THIS have been a tough watch for Jared Leto. Five years ago, the method actor was hiding from his co-stars on the set of Suicide Squad, the supposed first of many blockbusters where he was set to play Batman’s nemesis.
Now after watching Joaquin Phoenix collect a Bafta for playing HIS character in period crime thriller Joker, his bosses have returned to the Suicide Squad timeline without him.
Here our heroine is his psycho, ex-girlfriend Harley Quinn (Margot Robbie). At the beginning of the film she has just split with the crimelord who she still insists on calling “Mistah Jay” in that shouty New Yoik accent.
Without the unseen villain’s protection, all the thugs she used and abused are out to get her, most noticeably Black Mask, a camp gangster played by Ewan McGregor.
After some business involving a mega-valuable diamond, Harley goes searching for a teenage pickpocket (Ella Jay Basco), adopts a hyena and forges an alliance with three of the forgettable new villain’s enemies — club singer Black Canary (Jurnee Diana Smollett-Bell), cross-bow wielding assassin Huntress (Mary Elizabeth Winstead) and renegade cop Renee Montoya (Rosie Perez).

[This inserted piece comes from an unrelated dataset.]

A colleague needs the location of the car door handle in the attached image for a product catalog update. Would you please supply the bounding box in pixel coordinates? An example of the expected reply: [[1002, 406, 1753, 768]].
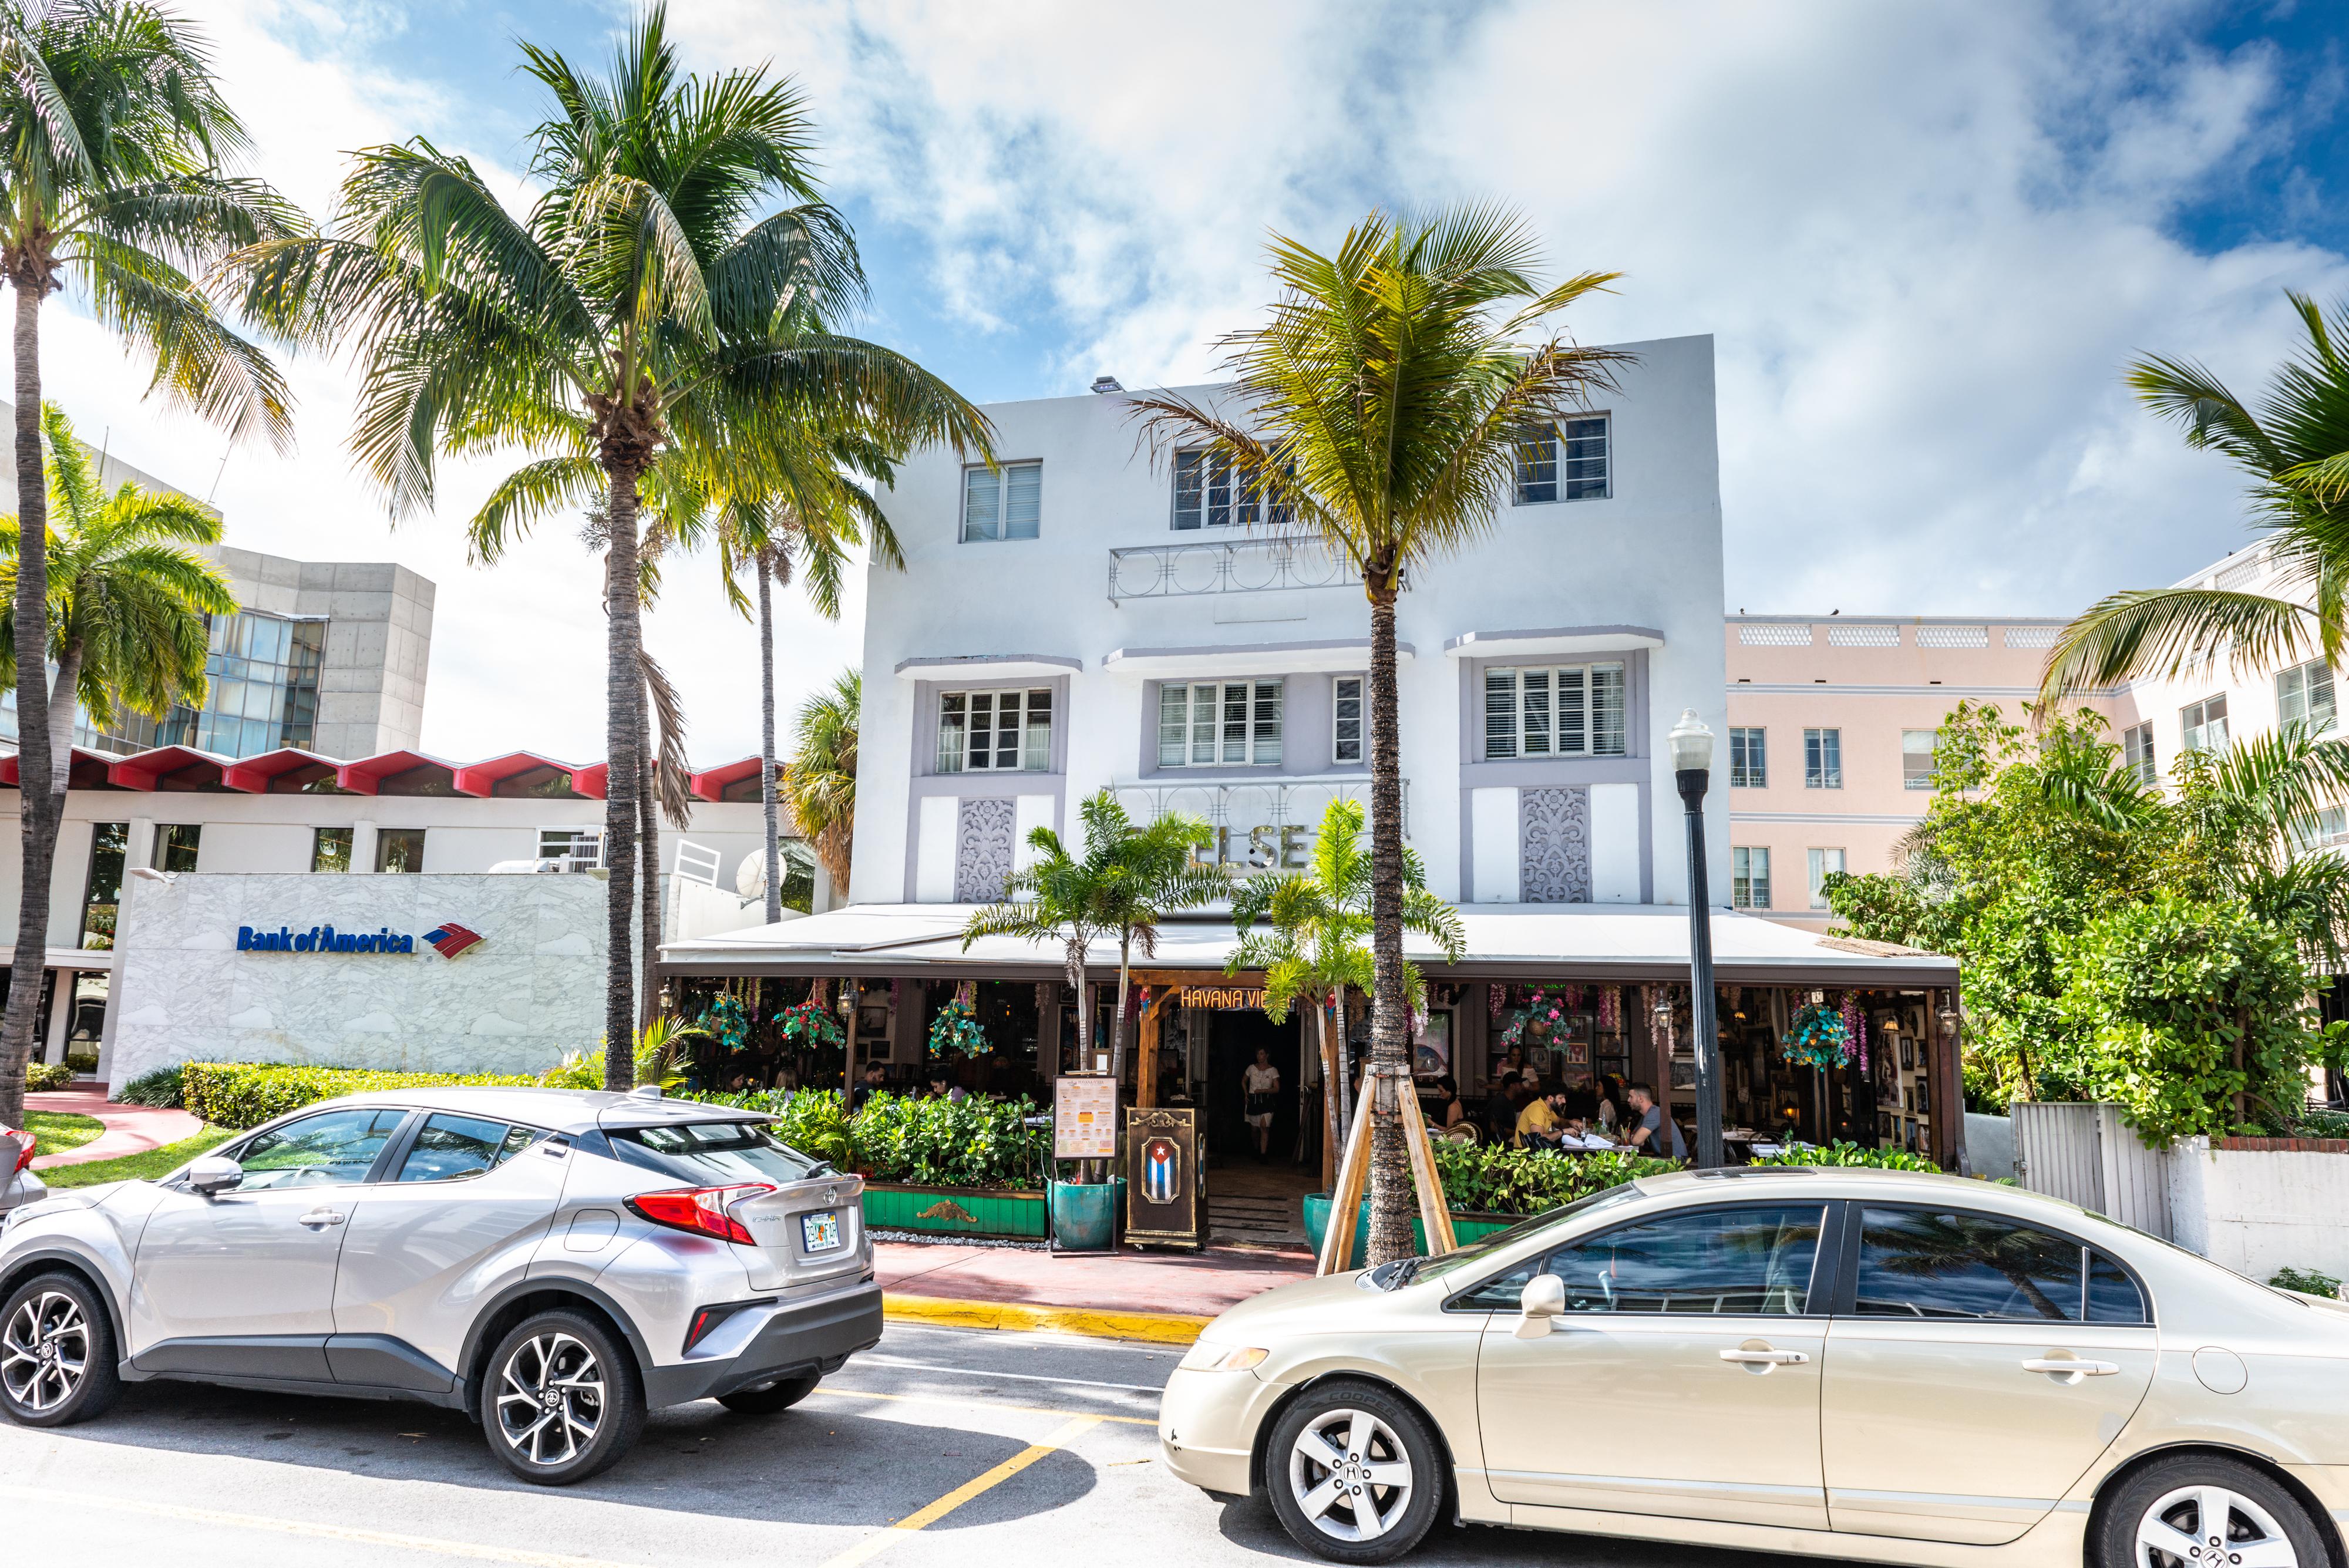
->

So far, the “DC Universe” has struggled to settle on a tone and it seems this time they are trying to ape the anarchic comedy of Marvel’s Deadpool.
There are knowing winks to the viewer, freeze frames and a constant shuttling back and forth of the timeline.
The fight scenes are slickly choreographed with the acrobatic and charismatic Smollett-Bell most deserving of a spin-off.
It’s a strangely enjoyable enough romp that’s missing a standout action scene or a killer one-liner.
Although I don’t envy screenwriter Christina Hodson for having to write gags for Robbie.
Her shouty, mugging performance made me yearn for the slick patter of Ryan Reynolds or the arch delivery of Adam West’s Batman.